Some find it humiliating to have to acknowledge their dependence on charitable donations, and still others find it almost too good to be true. I began my journey on the first side, and a key part of my personal testimony is how the Greatest Giver has been gently wooing me towards the other.
When I lived with the Great River people in Cambodia, I certainly didn’t have a lot of money to give, but I had a lot of myself. I opened my home to kids who needed care. My home was a refuge from hunger and parental disregard and abuse. They used to stand wordlessly outside my door until I brought them in and cleaned the blood and puss out of their ears. When I ran out of food, my friends would share theirs with me. I never told anyone, but they knew.
I began to visit the hospital and give away my money for care and surgeries for people who couldn’t pay. The same day I got down to my last dollar, my English class decided—on their own—that each student would pay four cents for each night of class. For the rest of my time in Cambodia, I paid for my food at the market with small change.
As I learned to hold the things of this world loosely, God held me tightly. Once I left my iPod with a doctor as collateral, promising to come and pay the bill later. Another time I put $700 on my hospital account for a man who needed his foot amputated. When my quarterly wire arrived from AFM a few days later, there was an extra $700 from a donor who had sent in money for medical work in Cambodia. I hadn’t asked them, and they had never given to me before.

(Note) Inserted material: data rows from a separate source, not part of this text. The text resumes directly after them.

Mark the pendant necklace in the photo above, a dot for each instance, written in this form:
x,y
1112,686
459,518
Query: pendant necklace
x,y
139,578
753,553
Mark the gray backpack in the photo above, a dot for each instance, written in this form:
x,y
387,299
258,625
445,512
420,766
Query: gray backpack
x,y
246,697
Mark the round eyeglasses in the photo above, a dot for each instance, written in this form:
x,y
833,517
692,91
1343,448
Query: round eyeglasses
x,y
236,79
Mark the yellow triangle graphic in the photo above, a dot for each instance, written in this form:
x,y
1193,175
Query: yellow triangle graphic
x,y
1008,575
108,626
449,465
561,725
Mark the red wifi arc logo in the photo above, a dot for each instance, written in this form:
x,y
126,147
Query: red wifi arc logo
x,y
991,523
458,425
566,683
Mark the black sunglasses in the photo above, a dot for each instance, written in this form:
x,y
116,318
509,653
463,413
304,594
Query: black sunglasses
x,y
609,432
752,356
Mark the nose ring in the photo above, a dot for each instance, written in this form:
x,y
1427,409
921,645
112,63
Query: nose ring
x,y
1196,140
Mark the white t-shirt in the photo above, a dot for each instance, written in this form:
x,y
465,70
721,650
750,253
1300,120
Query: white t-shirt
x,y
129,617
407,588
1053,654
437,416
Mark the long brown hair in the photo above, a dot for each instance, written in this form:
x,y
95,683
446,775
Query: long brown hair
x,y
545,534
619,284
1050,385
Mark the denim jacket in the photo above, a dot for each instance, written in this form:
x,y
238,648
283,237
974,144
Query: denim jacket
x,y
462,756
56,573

To raise money, I sold my fancy guitar, my Kindle tablet, and a small collection of useless electronic gadgets. God gave me back a guitar several times. A youth group from Canada on an ADRA mission trip left me money to buy a guitar. Of course I used the money to help patients at the clinic, so God had to try again. Braden and Johanna Pewitt went back to the States and left me their guitar, so I got to enjoy it until I came back to the States myself and left it for the Clay family. When I got here, I found a long-forgotten guitar behind the piano at my great aunt Dorothy’s house, and she gave it to me on the spot. It is old and beautiful, and each note is rich and clear—better in every way than the one I sold.
God helped me start sewing industries with donations from a 98-year-old lady at my home church. I even learned to sew well enough to make an old shirt last an extra six months. I wasn’t “dressed for success,” but the people I worked with often didn’t have any clothes. One of my biggest regrets was not giving one of my shirts to a man who told me stutteringly that he could sure use a shirt. My house was two minutes away, and I could have gone and gotten him one, but I liked all my shirts for different reasons. Does that sound familiar?
Nowadays the acquisition of things has become so acceptable that most people consider material prosperity a human right. How is your struggle going against our cultural tide calculated to make us want more than we need? Think back to the last game night in your home. Did you invite your favorite people, or did you invite the hungry, blind and naked?
God gave me a guitar four times. He helped me give to hundreds of patients. But let me tell you about the best gift God gave me just this year. After I had served four years as a single person in a place where there weren’t any other Christians my age, God had a gift in store for me better than I could have imagined. Mutual friends and my sisters helped. Two weeks after I arrived back in the States, they planned a game night so I could meet Stephanie. I had no idea. It took me a while to believe she wasn’t too good to be true. We both grew up with missionary parents in Asia, which has a big place in our hearts. Our goal is to go back together in the next few years. With my wife Stephanie, I’m looking forward to a new adventure trusting God, receiving from our supporters, and giving to others.
“But if anyone has the world’s goods and sees his brother in need, yet closes his heart against him, how does God’s love abide in him? Little children, let us not love in word or talk but in deed and in truth” (1 John 3:18, 17).